In 1983, he and his team invented Passivated Emitter and Rear Cell (PERC) technology. This led to them then producing the world’s first officially confirmed 18% efficient silicon solar cell, beating the previous record of 16.5%.
That result pushed UNSW to the front of a field that included major US companies, NASA-linked programs, Japanese laboratories and other universities – with Prof. Green’s research team holding the record for silicon solar cell efficiency for much of the past four decades.
And last year, solar generated more electricity worldwide than nuclear for the first time, with the gap rapidly increasing.
Faster than expected
The role of solar today has expanded to being a resource that combats climate change. But its appeal still sits with its 1970s roots – as a technology tied to energy security, economic resilience and independence from volatile fossil fuel markets.
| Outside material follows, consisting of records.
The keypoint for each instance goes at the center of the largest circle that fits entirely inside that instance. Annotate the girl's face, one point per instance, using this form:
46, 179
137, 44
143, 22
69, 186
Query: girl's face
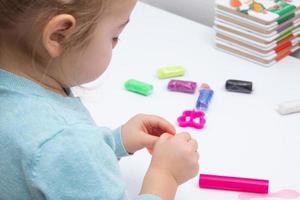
83, 66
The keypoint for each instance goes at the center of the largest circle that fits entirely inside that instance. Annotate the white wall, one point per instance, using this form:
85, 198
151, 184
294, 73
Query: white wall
198, 10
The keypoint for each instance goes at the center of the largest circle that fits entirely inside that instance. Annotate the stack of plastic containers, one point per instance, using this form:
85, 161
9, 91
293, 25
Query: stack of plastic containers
263, 31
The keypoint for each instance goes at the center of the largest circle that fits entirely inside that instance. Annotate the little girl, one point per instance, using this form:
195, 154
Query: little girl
50, 148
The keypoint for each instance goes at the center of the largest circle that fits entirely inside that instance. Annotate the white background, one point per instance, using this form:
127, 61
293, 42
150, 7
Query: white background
244, 135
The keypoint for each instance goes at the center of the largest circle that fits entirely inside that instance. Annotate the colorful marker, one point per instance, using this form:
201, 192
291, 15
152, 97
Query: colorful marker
233, 183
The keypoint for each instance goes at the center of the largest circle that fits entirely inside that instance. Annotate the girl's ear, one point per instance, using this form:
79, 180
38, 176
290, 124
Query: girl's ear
58, 30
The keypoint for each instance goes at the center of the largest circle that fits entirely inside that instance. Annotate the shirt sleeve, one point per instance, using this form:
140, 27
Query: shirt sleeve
80, 163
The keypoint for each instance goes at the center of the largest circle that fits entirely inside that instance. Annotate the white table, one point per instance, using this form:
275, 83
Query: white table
244, 135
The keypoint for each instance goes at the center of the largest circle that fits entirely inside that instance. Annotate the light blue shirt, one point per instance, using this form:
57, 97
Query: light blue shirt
50, 147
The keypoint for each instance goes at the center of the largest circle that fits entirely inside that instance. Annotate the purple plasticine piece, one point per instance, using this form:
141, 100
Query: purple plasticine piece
182, 86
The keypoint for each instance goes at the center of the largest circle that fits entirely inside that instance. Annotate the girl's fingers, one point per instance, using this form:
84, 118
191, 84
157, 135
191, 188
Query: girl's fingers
157, 125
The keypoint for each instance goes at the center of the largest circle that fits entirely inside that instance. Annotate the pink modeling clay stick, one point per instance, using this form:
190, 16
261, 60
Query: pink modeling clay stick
233, 183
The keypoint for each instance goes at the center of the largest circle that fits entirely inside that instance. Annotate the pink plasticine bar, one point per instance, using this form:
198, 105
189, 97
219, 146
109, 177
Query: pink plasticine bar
233, 183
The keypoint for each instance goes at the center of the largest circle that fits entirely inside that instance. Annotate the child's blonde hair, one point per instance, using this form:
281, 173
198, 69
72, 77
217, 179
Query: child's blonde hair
22, 21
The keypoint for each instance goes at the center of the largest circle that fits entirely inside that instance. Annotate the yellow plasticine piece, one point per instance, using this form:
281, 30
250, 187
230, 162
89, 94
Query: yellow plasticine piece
169, 72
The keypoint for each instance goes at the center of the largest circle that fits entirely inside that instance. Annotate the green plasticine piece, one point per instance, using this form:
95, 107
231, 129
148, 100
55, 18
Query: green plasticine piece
170, 72
284, 9
286, 18
138, 87
284, 36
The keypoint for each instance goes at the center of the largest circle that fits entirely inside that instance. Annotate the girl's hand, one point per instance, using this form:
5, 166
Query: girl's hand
177, 156
143, 131
174, 161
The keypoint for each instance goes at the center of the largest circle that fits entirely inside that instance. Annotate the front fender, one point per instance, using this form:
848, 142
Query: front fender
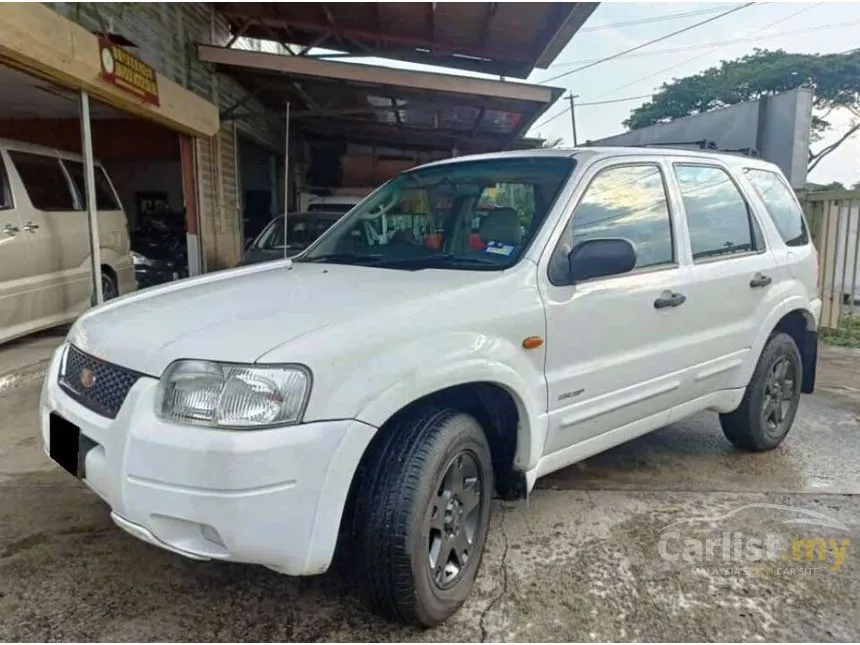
375, 391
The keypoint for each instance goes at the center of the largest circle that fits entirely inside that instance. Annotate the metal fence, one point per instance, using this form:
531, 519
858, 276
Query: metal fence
834, 221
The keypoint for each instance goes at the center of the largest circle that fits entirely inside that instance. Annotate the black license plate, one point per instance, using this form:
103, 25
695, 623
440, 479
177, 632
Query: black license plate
64, 439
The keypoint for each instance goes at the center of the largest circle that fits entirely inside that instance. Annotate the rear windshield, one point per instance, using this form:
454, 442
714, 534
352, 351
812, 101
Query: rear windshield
780, 204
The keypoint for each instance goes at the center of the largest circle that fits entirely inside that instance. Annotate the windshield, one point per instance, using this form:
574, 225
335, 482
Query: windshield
301, 232
329, 208
476, 215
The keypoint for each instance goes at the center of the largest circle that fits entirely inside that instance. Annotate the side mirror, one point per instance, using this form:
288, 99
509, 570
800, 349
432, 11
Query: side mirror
599, 258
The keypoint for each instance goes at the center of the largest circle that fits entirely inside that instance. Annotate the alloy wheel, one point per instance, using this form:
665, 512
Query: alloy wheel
454, 517
779, 394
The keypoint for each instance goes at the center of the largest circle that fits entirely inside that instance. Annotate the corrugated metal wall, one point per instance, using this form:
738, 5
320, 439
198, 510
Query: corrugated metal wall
166, 35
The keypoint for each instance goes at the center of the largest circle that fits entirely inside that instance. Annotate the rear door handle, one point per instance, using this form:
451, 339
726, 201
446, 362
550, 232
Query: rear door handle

In Australia, solar already supplies a substantial share of electricity. Prof. Green says the contribution from solar is now doubling every few years and could become the dominant source of electricity far sooner than many expect.
“We’ll be generating most of our electricity from solar by about 2032,” he says.
He says conservative energy forecasts have repeatedly underestimated renewable deployment. Even projections that now speak positively about renewables, he says, often still assume they will play a smaller role than growth trends suggest.
For someone who has spent more than five decades not just watching, but helping solar outperform expectations, he is reluctant to underestimate what comes next.
“Things have exceeded even my projections as an optimistic person in the field.”